With the
festive season upon us, I am in the throes of my annual round of pre Christmas,
early evening drinks gatherings. For once again it is my duty to entertain
local groups and dignitaries at The Hall.
Indeed, my hostess commitments, I note, increase on an annual
basis. This is mainly due to the many institutions whose inauguration I continue
to initiate, of course. And whilst it is true that some such bodies take a
while to gain momentum, I have always found a correctly worded, hand delivered
epistle or two stimulates sufficient interest.
This year I was obliged to commence social arrangements earlier
than usual as I have been frantically busy of late organising Christmas gift
parcels for the needy. Not that everything went to plan, a lack of efficiency
being far too commonplace in my experience.
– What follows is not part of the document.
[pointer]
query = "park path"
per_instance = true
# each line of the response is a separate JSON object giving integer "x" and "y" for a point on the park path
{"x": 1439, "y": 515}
Yet despite my remonstrations there
has still been a lengthy delay in delivering the shoe polish and brush leather
bound gift sets for those needy people around the globe. I simply cannot
imagine their distress! Belated presents are no more acceptable than under
starched linen. Next year I will acquire my offerings from other, more
reliable, sources.
In the meantime I have decided to call
upon my wine merchant in order to sample his wares and choose an acceptable
selection of sherry for our New Year’s Eve cocktail party. Being preoccupied with
an Extraordinary General Meeting of the Haberdashery Society last year, I
foolishly left the choice to the manager of said establishment. My
disappointment, nay surprise, at his assortment warranted a stern rebuke. He
clearly is as unfamiliar with the notion of Vintage as he is unwilling to
extend his education. New World, I remonstrated, equates to inferior quality. The
latter has no place at Farthing Hall.
Whilst on the premises, I will also take the opportunity to
request a deliverer who shows a little more diligence than their previous employee.
It has taken the housemaid months to eliminate a brace of scuff marks from my watercolour
infused cellar walls following last December’s fiasco. Not that the youth
displayed any regret for his carelessness. Indeed, I am still astonished he was
permitted to visit valuable customers without first scrubbing his soiled
digits.
To think he could have fingered my aperitif.